NVIDIA is looking to build innovative software to make LLM inference more efficient, scalable, and accessible.
Requirements
- Strong coding skills in Python and C/C++.
- Knowledgeable and passionate about machine learning and performance engineering.
- Proven project experiences in building software where performance is one of its core offerings.
- Solid fundamentals in machine learning, deep learning, operating systems, computer architecture and parallel programming.
- Research experience in systems or machine learning.
- Project experience in modern DL software such as PyTorch, CUDA, vLLM, SGLang, and TensorRT-LLM.
- Experience with performance modelling, profiling, debug, and code optimization or architectural knowledge of CPU and GPU.
Responsibilities
- Write safe, scalable, modular, and high-quality (C++/Python) code for our core backend software for LLM inference.
- Perform benchmarking, profiling, and system-level programming for GPU applications.
- Provide code reviews, design docs, and tutorials to facilitate collaboration among the team.
- Conduct unit tests and performance tests for different stages of the inference pipeline.
Other
- 2+ years of industry experience in software engineering or equivalent research experience.
- We strongly encourage you to include sample projects (e.g.

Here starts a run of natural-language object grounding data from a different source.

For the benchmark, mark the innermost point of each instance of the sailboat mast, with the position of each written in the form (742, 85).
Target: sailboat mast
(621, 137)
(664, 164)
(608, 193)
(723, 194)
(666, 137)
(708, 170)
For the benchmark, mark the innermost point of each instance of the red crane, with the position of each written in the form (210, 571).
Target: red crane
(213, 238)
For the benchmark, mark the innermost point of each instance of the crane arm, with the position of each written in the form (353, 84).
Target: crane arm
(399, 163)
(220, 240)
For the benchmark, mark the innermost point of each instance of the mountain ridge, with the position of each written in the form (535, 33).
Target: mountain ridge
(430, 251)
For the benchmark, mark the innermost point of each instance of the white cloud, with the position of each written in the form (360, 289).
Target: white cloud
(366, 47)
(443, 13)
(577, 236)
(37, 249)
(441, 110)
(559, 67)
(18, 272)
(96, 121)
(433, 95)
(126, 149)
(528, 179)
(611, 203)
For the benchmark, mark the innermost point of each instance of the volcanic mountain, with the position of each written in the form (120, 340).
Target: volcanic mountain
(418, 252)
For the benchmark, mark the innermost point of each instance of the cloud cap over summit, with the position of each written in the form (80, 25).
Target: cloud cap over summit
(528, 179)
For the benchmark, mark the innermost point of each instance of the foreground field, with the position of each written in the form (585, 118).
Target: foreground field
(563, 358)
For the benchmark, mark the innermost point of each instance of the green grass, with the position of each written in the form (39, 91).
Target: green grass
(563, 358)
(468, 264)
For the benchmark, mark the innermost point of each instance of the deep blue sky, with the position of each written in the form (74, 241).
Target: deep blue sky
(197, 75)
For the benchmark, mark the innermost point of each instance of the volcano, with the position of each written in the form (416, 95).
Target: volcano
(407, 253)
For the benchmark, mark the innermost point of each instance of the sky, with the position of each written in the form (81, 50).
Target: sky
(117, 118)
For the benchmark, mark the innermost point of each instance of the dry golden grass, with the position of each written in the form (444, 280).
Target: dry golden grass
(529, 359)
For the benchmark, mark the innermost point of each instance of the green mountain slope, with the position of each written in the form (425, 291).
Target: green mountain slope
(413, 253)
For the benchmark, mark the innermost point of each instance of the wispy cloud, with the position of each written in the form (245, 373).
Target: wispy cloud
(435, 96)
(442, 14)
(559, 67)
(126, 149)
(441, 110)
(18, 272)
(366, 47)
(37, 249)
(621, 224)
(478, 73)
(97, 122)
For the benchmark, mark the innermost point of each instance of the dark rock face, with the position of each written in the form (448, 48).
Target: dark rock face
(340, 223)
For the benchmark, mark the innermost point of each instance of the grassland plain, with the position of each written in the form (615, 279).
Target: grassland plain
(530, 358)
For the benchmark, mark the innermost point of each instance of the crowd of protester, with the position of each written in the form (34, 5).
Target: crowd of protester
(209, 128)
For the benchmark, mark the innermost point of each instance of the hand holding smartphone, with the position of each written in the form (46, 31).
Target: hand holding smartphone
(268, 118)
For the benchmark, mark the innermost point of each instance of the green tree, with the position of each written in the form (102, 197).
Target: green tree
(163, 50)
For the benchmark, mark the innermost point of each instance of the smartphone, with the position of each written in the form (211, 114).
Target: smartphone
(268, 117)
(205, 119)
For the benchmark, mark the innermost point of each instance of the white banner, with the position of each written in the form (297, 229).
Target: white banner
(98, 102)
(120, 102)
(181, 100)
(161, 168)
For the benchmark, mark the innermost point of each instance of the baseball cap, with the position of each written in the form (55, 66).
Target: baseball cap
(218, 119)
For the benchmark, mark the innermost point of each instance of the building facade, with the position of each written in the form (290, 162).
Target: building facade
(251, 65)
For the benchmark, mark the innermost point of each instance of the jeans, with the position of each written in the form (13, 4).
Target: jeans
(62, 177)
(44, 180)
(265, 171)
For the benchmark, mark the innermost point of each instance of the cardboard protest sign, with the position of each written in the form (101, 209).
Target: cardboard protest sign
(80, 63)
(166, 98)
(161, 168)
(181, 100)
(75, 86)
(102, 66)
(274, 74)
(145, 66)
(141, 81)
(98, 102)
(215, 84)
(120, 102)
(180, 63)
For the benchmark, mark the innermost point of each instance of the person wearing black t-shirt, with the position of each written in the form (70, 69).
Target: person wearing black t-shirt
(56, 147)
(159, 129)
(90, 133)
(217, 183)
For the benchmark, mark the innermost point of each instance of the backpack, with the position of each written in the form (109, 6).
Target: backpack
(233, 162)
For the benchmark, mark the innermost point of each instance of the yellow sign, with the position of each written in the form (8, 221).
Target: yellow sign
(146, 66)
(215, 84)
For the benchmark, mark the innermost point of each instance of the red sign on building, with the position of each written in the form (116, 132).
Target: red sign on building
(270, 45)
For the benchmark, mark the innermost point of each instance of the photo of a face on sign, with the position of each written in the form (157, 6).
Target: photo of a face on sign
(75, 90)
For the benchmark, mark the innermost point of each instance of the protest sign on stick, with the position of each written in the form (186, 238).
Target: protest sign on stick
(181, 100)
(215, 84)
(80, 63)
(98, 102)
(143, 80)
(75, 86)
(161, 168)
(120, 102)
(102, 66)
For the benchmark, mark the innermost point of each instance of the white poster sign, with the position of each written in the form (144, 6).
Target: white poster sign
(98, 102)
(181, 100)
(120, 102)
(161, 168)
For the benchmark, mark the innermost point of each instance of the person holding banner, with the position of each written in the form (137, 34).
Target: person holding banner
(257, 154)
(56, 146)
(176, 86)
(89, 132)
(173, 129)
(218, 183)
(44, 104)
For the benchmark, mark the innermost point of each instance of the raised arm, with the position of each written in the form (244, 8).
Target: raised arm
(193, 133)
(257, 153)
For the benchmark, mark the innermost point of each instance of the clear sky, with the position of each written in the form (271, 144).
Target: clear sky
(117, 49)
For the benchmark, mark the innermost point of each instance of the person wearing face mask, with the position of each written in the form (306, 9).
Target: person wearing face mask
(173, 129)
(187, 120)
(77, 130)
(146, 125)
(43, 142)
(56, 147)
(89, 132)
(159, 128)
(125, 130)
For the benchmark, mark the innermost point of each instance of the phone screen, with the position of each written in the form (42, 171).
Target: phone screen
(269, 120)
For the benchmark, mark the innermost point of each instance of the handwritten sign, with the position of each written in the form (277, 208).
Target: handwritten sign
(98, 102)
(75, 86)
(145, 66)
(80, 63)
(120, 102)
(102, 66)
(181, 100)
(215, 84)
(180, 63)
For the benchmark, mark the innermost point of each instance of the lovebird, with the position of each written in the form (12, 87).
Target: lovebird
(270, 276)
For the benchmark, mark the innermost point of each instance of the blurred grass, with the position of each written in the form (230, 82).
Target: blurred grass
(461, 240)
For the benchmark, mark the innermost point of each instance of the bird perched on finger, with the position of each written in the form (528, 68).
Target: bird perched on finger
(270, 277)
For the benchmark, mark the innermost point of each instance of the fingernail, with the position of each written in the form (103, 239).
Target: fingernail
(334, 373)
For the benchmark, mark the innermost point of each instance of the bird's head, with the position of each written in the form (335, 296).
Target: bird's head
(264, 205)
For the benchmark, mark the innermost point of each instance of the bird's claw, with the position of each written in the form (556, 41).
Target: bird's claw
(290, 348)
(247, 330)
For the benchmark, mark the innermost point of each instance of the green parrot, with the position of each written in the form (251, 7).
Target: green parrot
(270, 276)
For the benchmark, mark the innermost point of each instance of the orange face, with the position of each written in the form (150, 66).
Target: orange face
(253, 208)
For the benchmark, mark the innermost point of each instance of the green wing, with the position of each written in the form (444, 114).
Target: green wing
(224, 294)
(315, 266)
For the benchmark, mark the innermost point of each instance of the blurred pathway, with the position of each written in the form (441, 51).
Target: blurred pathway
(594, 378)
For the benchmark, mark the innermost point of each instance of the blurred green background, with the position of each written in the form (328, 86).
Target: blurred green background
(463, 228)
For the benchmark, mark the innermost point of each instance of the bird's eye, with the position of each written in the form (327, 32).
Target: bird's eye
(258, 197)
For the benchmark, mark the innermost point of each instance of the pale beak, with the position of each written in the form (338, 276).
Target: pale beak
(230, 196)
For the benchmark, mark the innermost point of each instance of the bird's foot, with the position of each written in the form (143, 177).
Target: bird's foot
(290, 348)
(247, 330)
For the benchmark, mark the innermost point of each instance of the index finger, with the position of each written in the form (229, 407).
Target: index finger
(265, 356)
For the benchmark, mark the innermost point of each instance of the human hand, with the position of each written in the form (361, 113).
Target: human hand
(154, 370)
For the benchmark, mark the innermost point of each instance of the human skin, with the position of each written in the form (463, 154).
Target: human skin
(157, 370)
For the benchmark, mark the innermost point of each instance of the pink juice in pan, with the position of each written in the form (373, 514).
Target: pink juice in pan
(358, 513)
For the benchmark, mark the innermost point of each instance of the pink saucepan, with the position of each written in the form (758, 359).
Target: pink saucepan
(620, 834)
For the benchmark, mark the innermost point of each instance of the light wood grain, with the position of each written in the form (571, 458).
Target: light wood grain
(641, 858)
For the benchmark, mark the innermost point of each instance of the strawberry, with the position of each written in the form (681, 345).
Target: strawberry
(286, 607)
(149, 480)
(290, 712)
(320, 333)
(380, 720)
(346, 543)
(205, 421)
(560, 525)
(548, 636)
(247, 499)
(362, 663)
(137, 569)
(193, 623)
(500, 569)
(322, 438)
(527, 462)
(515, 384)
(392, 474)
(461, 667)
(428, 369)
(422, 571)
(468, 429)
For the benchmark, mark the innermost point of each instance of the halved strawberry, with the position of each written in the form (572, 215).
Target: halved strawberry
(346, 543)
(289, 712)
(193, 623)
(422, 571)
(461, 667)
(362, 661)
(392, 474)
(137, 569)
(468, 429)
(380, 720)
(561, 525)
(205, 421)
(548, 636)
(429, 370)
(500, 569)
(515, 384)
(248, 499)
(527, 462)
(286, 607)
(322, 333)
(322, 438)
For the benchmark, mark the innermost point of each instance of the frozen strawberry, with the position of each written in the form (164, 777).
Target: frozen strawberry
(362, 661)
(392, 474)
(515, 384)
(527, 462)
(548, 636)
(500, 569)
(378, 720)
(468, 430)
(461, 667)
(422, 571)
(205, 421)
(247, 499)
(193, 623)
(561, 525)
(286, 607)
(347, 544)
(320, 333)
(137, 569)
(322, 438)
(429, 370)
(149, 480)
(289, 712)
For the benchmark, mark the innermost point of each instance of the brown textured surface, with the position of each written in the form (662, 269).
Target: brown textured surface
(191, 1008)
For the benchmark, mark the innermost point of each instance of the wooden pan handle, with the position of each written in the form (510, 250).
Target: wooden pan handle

Github) that demonstrate the qualifications above.
- Applications for this job will be accepted at least until September 28, 2025.
- NVIDIA is committed to fostering a diverse work environment and proud to be an equal opportunity employer.
- As we highly value diversity in our current and future employees, we do not discriminate (including in our hiring and promotion practices) on the basis of race, religion, color, national origin, gender, gender expression, sexual orientation, age, marital status, veteran status, disability status or any other characteristic protected by law.